Col de la Colombière (Category 1: 11.7km at average 5.8%)
32km and 1 hour and 20 minutes in it was time for the second categorized climb of the day, the Category 1 Col de la Colombiere. I was still feeling good and again fell into a steady pace and rhythm. It was starting to get hot though and the last couple of km where the gradient kicked up towards 10% started to hurt although the pain was dulled via conversation. A really nice chap, Adrian was his name who I have since connected with on Strava started up some banter with me about being Australian (the flag of your country of origin is displayed on your race number). He was an Englishman living in New Zealand so an extremely familiar conversation ensued encompassing sporting rivalry and ex-pat life.
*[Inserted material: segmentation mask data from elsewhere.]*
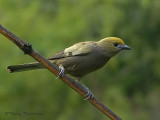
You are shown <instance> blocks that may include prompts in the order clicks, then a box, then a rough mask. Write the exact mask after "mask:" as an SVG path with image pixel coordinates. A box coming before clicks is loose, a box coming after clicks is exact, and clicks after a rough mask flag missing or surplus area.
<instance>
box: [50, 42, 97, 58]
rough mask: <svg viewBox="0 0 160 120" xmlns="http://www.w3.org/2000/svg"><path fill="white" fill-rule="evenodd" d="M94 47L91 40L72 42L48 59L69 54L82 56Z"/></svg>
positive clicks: (67, 54) (62, 57)
mask: <svg viewBox="0 0 160 120" xmlns="http://www.w3.org/2000/svg"><path fill="white" fill-rule="evenodd" d="M95 48H96V43H95V42H93V41H88V42H80V43H77V44H74V45H73V46H71V47H68V48H66V49H65V50H63V51H60V52H58V53H56V54H55V55H53V56H51V57H50V58H49V60H53V59H60V58H65V57H71V56H83V55H87V54H89V53H91V52H92V51H93V50H94V49H95Z"/></svg>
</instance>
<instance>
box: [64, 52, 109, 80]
mask: <svg viewBox="0 0 160 120" xmlns="http://www.w3.org/2000/svg"><path fill="white" fill-rule="evenodd" d="M108 60H109V58H106V57H105V56H103V55H101V54H89V55H86V56H73V57H68V58H64V61H63V63H62V65H63V66H64V67H65V69H66V73H68V74H70V75H72V76H75V77H82V76H84V75H86V74H88V73H90V72H93V71H95V70H97V69H99V68H101V67H102V66H104V65H105V64H106V63H107V62H108Z"/></svg>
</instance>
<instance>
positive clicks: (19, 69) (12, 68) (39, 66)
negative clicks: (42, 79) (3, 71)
mask: <svg viewBox="0 0 160 120" xmlns="http://www.w3.org/2000/svg"><path fill="white" fill-rule="evenodd" d="M42 68H44V67H43V65H41V64H40V63H28V64H21V65H12V66H8V67H7V69H8V70H9V71H10V73H14V72H22V71H28V70H34V69H42Z"/></svg>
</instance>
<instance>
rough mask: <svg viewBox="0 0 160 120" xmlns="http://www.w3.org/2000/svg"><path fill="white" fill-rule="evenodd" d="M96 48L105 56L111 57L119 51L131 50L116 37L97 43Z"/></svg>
mask: <svg viewBox="0 0 160 120" xmlns="http://www.w3.org/2000/svg"><path fill="white" fill-rule="evenodd" d="M98 46H99V47H100V48H101V50H102V51H103V53H104V54H105V56H107V57H113V56H115V55H116V54H117V53H119V52H120V51H121V50H131V49H132V48H131V47H129V46H127V45H125V44H124V42H123V41H122V40H121V39H120V38H117V37H107V38H104V39H102V40H100V41H99V42H98Z"/></svg>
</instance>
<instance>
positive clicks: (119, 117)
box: [0, 24, 121, 120]
mask: <svg viewBox="0 0 160 120" xmlns="http://www.w3.org/2000/svg"><path fill="white" fill-rule="evenodd" d="M0 33H1V34H2V35H4V36H5V37H7V38H8V39H9V40H11V41H12V42H13V43H14V44H16V45H17V46H18V47H19V48H20V49H21V50H22V51H23V52H24V53H25V54H28V55H30V56H31V57H33V58H34V59H35V60H37V61H38V62H40V63H41V64H43V65H44V66H45V67H46V68H47V69H48V70H49V71H51V72H52V73H53V74H55V75H56V76H57V75H58V73H59V69H58V68H57V67H56V66H55V65H54V64H52V63H51V62H50V61H48V60H47V59H45V58H44V57H43V56H42V55H40V54H39V53H38V52H37V51H36V50H34V49H33V48H32V46H31V44H29V43H27V42H25V41H23V40H22V39H20V38H19V37H17V36H16V35H15V34H13V33H12V32H10V31H9V30H7V29H6V28H5V27H3V26H2V25H1V24H0ZM60 79H61V80H62V81H63V82H64V83H66V84H67V85H68V86H69V87H71V88H72V89H74V90H75V91H77V92H78V93H79V94H80V95H82V96H83V97H85V98H86V97H87V96H86V93H87V91H86V89H84V87H82V86H80V85H79V84H78V83H77V82H75V81H74V80H73V79H71V78H70V77H68V76H67V75H64V76H62V77H61V78H60ZM88 101H89V102H90V103H92V104H93V105H94V106H95V107H97V108H98V109H99V110H100V111H101V112H103V113H104V114H105V115H106V116H108V117H109V118H110V119H112V120H121V118H120V117H118V116H117V115H116V114H115V113H114V112H112V111H111V110H110V109H109V108H108V107H107V106H105V105H104V104H103V103H102V102H101V101H99V100H98V99H97V98H96V97H94V96H93V97H92V98H89V99H88Z"/></svg>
This climb took me 64 minutes and as I was keen for the fun of the descent I took my leave of my new mate Adrian who stopped at the summit for a drink and I hurtled off downhill.
Kilometer 65 to Kilometer 95
The 18km decent down Colombiere was a shedload of fun and very fast, in fact I hit 80km/hr for the first time (assuming my Strava data is correct). At 98kg gravity is definitely on my side cycling downhill. By the time I’d reached the bottom I’d been in the saddle for just under 3 hours so I was ready for a brief stop for food and water at the designated rest stop in the town of Scionzier.
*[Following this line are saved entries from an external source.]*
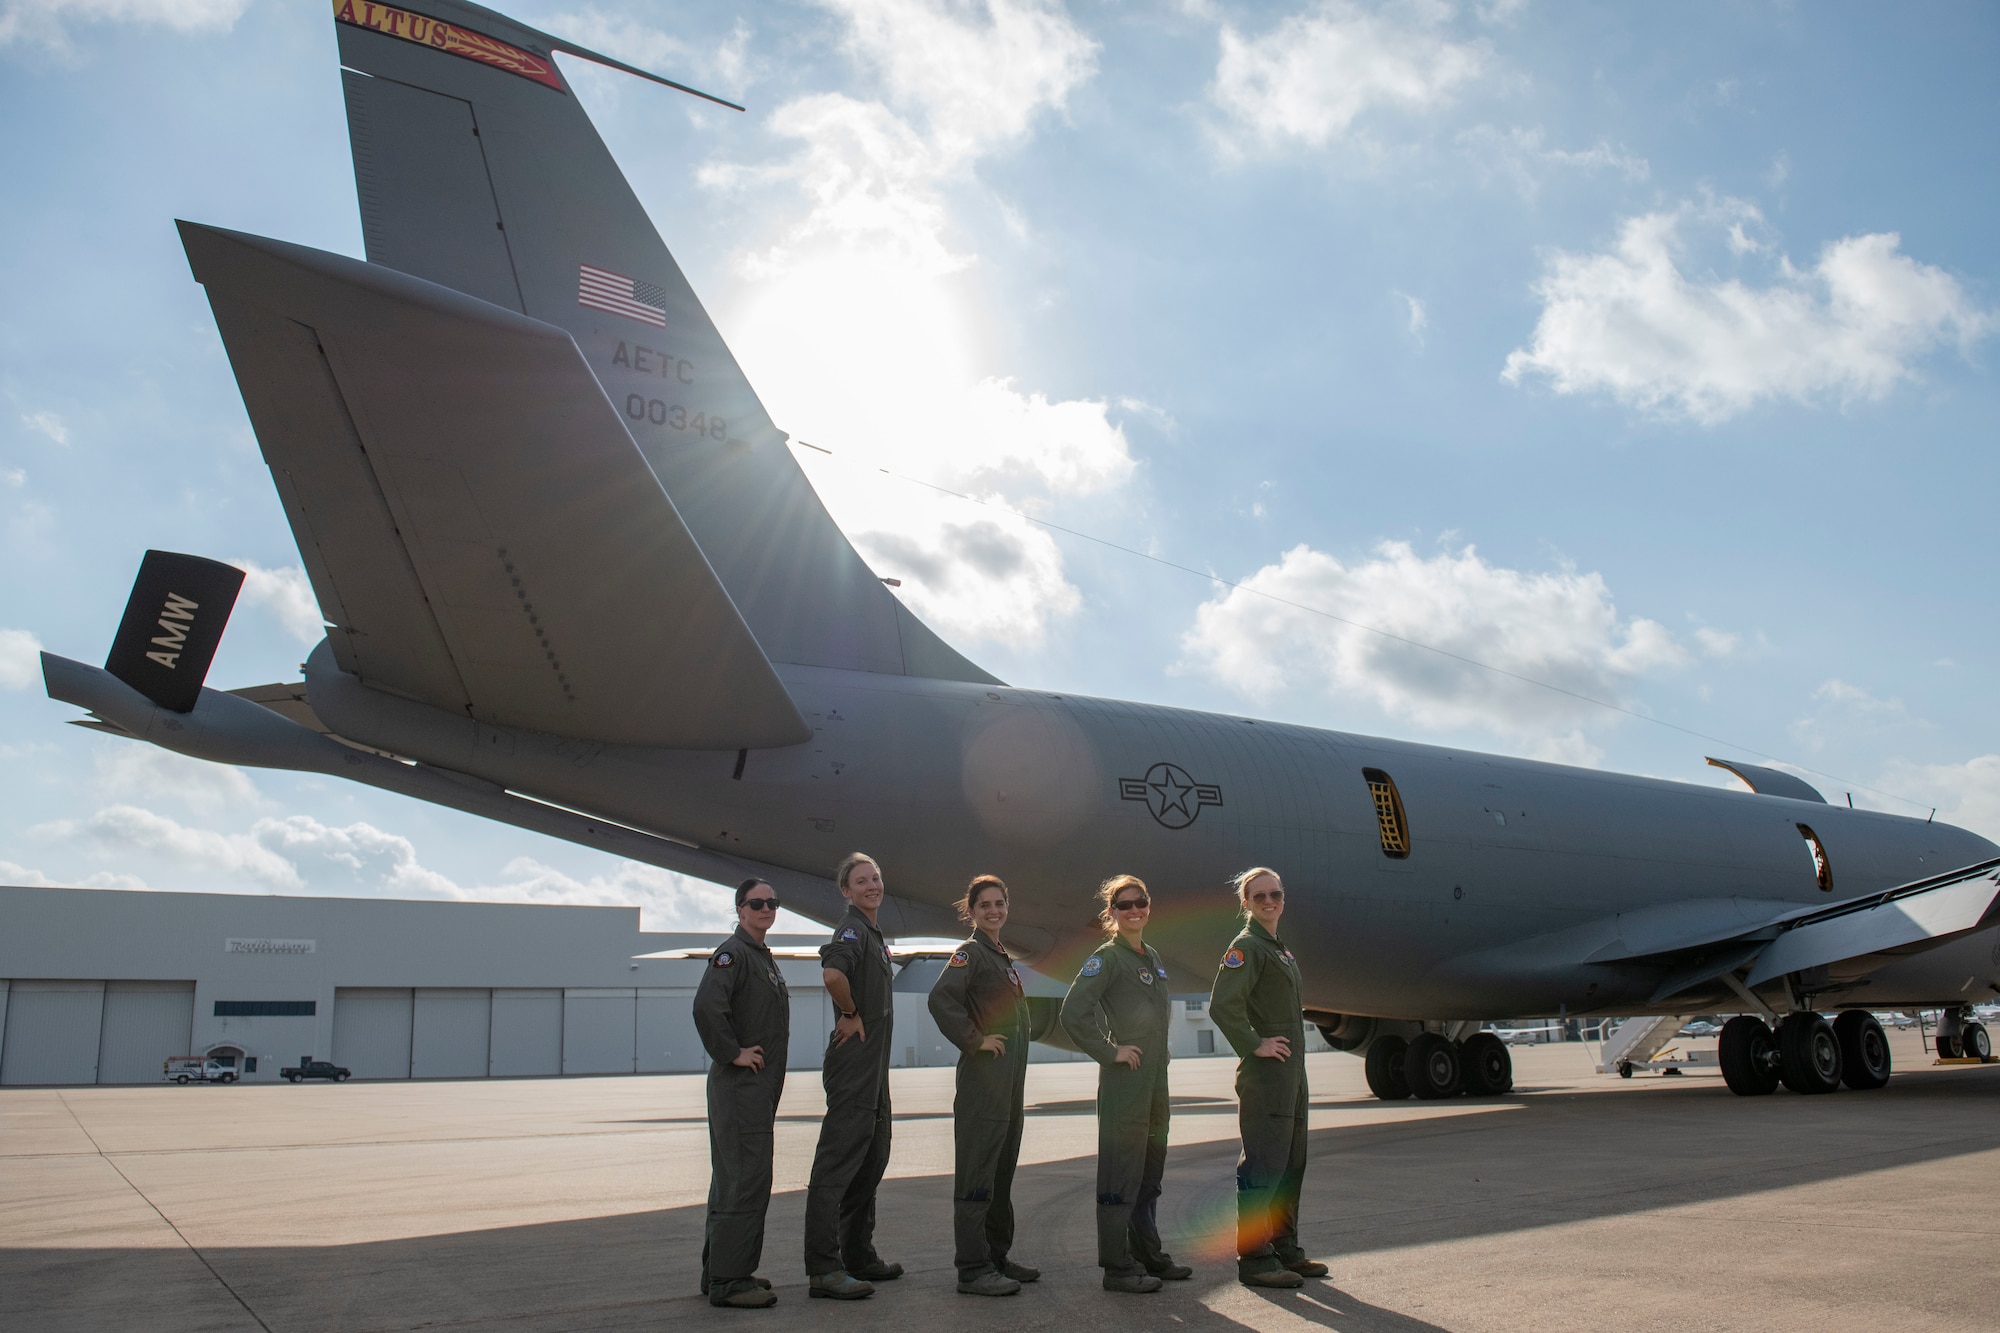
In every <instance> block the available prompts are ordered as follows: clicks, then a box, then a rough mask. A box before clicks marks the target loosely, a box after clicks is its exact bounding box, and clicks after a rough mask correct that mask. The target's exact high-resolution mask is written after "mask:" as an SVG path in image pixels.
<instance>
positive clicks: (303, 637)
mask: <svg viewBox="0 0 2000 1333" xmlns="http://www.w3.org/2000/svg"><path fill="white" fill-rule="evenodd" d="M230 564H234V566H236V568H240V570H242V572H244V590H242V594H240V600H242V602H244V604H246V606H260V608H266V610H270V612H272V614H274V616H278V624H282V626H284V628H286V632H290V634H292V636H294V638H298V640H300V642H308V644H312V642H320V638H324V636H326V622H324V620H322V618H320V600H318V598H316V596H314V594H312V582H308V580H306V570H302V568H300V566H296V564H286V566H280V568H264V566H262V564H258V562H256V560H230Z"/></svg>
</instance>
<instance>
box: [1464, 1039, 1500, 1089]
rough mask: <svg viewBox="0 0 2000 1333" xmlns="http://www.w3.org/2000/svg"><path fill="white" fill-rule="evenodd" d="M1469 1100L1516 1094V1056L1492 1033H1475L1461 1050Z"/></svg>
mask: <svg viewBox="0 0 2000 1333" xmlns="http://www.w3.org/2000/svg"><path fill="white" fill-rule="evenodd" d="M1458 1065H1460V1069H1462V1071H1464V1079H1466V1097H1502V1095H1506V1093H1512V1091H1514V1053H1512V1051H1508V1049H1506V1043H1504V1041H1500V1039H1498V1037H1494V1035H1492V1033H1472V1035H1470V1037H1466V1041H1464V1043H1462V1045H1460V1047H1458Z"/></svg>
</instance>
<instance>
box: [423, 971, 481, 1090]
mask: <svg viewBox="0 0 2000 1333" xmlns="http://www.w3.org/2000/svg"><path fill="white" fill-rule="evenodd" d="M492 1013H494V1005H492V991H458V989H452V991H446V989H424V987H420V989H418V991H416V1029H414V1033H412V1035H410V1077H412V1079H484V1077H486V1065H488V1049H486V1047H488V1041H490V1037H492Z"/></svg>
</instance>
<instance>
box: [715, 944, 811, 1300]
mask: <svg viewBox="0 0 2000 1333" xmlns="http://www.w3.org/2000/svg"><path fill="white" fill-rule="evenodd" d="M694 1031H696V1033H698V1035H700V1037H702V1049H704V1051H708V1059H710V1061H714V1063H712V1065H710V1067H708V1225H706V1229H704V1235H702V1291H704V1293H706V1291H710V1289H712V1287H720V1289H722V1295H728V1293H730V1291H736V1289H742V1287H748V1285H750V1281H752V1279H754V1277H756V1269H758V1263H760V1261H762V1259H764V1213H766V1209H768V1207H770V1157H772V1125H774V1123H776V1119H778V1097H782V1095H784V1057H786V1047H788V1045H790V1035H792V999H790V993H788V991H786V989H784V975H782V973H780V971H778V961H776V959H772V957H770V949H766V947H764V945H760V943H756V941H754V939H750V935H748V933H744V931H742V927H738V929H736V933H734V935H730V937H728V939H726V941H724V943H722V947H720V949H716V953H714V955H712V957H710V959H708V971H706V973H702V985H698V987H696V989H694ZM744 1047H764V1067H762V1069H744V1067H740V1065H736V1063H732V1061H734V1059H736V1057H738V1055H742V1051H744Z"/></svg>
The next 30km was rather boring as it incorporated a section of dual carriageway and was frustratingly slightly uphill with a solid head wind. I managed to join a couple of fast moving chain gangs and had enough energy to do my fare share of pulling at the front and occasionally surge to the next one.
This section took me just under an hour. I was going well.
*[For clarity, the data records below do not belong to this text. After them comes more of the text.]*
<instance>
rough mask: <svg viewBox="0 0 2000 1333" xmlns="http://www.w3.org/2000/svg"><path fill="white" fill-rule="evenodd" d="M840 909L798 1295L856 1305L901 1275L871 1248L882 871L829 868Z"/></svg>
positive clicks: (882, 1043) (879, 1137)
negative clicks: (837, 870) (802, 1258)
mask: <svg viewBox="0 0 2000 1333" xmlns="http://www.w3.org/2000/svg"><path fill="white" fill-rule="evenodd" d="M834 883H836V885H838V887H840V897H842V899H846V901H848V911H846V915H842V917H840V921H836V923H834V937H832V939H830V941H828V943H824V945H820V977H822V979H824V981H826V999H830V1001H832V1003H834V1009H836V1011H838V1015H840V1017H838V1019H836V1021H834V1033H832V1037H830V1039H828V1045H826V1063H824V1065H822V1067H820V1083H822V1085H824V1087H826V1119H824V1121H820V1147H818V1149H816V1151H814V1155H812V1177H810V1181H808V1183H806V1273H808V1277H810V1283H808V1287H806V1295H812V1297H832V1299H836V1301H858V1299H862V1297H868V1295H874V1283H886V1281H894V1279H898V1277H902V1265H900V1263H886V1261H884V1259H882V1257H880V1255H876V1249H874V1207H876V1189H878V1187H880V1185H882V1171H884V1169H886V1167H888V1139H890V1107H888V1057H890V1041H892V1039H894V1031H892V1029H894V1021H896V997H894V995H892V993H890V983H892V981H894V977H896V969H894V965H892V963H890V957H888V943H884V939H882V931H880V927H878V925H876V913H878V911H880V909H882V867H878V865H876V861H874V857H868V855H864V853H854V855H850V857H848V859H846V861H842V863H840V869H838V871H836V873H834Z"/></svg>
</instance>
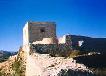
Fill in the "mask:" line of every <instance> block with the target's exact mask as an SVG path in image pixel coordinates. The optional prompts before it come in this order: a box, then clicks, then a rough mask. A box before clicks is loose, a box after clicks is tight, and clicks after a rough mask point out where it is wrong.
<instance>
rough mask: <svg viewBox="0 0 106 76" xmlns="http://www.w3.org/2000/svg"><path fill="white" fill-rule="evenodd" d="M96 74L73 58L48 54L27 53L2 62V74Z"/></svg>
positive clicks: (88, 75) (66, 75) (15, 56)
mask: <svg viewBox="0 0 106 76" xmlns="http://www.w3.org/2000/svg"><path fill="white" fill-rule="evenodd" d="M70 75H71V76H94V75H93V73H92V71H90V70H89V69H88V68H87V67H86V66H85V65H83V64H79V63H76V61H75V60H74V59H73V58H66V57H51V56H50V55H48V54H38V53H30V54H28V53H25V52H24V51H23V50H22V49H20V50H19V52H18V54H17V55H14V56H11V57H10V58H9V59H8V60H7V61H5V62H2V63H0V76H70Z"/></svg>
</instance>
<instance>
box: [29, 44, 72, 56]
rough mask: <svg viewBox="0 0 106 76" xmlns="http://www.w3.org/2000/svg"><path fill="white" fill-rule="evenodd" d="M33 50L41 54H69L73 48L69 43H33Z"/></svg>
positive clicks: (50, 54) (57, 55)
mask: <svg viewBox="0 0 106 76" xmlns="http://www.w3.org/2000/svg"><path fill="white" fill-rule="evenodd" d="M31 50H32V51H34V52H37V53H40V54H50V55H52V56H68V54H70V52H71V50H72V48H71V46H70V45H67V44H36V45H34V44H32V45H31Z"/></svg>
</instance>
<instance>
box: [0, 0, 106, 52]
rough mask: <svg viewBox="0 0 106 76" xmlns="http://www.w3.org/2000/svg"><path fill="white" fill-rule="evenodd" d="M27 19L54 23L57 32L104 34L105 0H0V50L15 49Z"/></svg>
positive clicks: (18, 42)
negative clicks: (44, 21)
mask: <svg viewBox="0 0 106 76" xmlns="http://www.w3.org/2000/svg"><path fill="white" fill-rule="evenodd" d="M27 21H36V22H37V21H52V22H56V23H57V35H58V36H62V35H64V34H67V33H70V34H75V35H84V36H91V37H106V0H0V49H3V50H9V51H17V50H18V48H19V47H20V46H21V45H22V28H23V26H24V24H25V23H26V22H27Z"/></svg>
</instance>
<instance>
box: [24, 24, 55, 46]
mask: <svg viewBox="0 0 106 76" xmlns="http://www.w3.org/2000/svg"><path fill="white" fill-rule="evenodd" d="M43 38H54V39H55V38H56V24H55V23H54V22H27V23H26V24H25V26H24V28H23V45H27V44H29V43H33V42H36V41H42V40H43ZM44 40H47V39H44ZM49 40H50V39H49Z"/></svg>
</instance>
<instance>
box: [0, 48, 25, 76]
mask: <svg viewBox="0 0 106 76" xmlns="http://www.w3.org/2000/svg"><path fill="white" fill-rule="evenodd" d="M25 59H26V56H25V53H24V51H23V50H22V49H20V50H19V52H18V53H17V55H14V56H10V57H9V58H8V60H6V61H5V62H1V63H0V76H25V61H26V60H25Z"/></svg>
Col de Joux Plane (Hors Categorie: 11.6km at average 8.5%)
The final climb started so well. I stopped briefly at the rest stop at the bottom of the climb to refill my water bottles and whilst there bumped into a mate who had started the race about 45 minutes ahead of me. I felt strong and that I was going ok but this chance encounter provided further validation that this was definitely an improved Etape performance. Thanks DG! Buoyed by this additional confidence I hit the climb woop wooping and high fiving the quite large crowd that had gathered in the town of Samoens.
But…said confidence only lasted a couple of kilometers until the infamous Col de Joux Plane started to bite…..hard! This climb is just relentless. There is nowhere to hide from either the gradient or the early afternoon heat. No wonder it broke a juiced up Lance Armstrong in the 2000 Tour de France where he later described it as “the hardest day of my life – on a bike”.
The fact that one of the lads who started the race after me literally flew past with all the seeming ease in the world with a cheeky “…..going good Mark” didn’t bloody well help.
Anyway, long story short it took me just under 2 hours to complete the 11.6km climb. I wouldnt say I bonked, I just couldnt get in a rythmn and the heat really took its toll. I ended up stopping 4 times just to cool down and get some liquids on board.
The descent down the Joux Plane was a lot of fun if not a little comical. Cresting the summit I was knocking back some water when I started to build up speed and was unable to coordinante myself enough to safely reinsert the water bottle in its cage so I spent a couple of kilometers flying down the mountain with a water bottle hanging out of my mouth….quite a scene! I actually had to stop to sort myself out adding valuable seconds to my time 😉 before cruising into the finishing Village of Morzine.
But did I set an official time?!
Despite blowing up on the Col de Joux Plane and loosing a shedload of time I was still happy with my “official” time of 6 hours 49 minutes…..4th time lucky!
But it was not all about me. Out of the 11 of our crew that started, 9 finished and 10 are pictured in the sensational snap below. An amazing effort, particularly for a couple of gents that up until recently had never even considered participating in such an event. Chapeau!!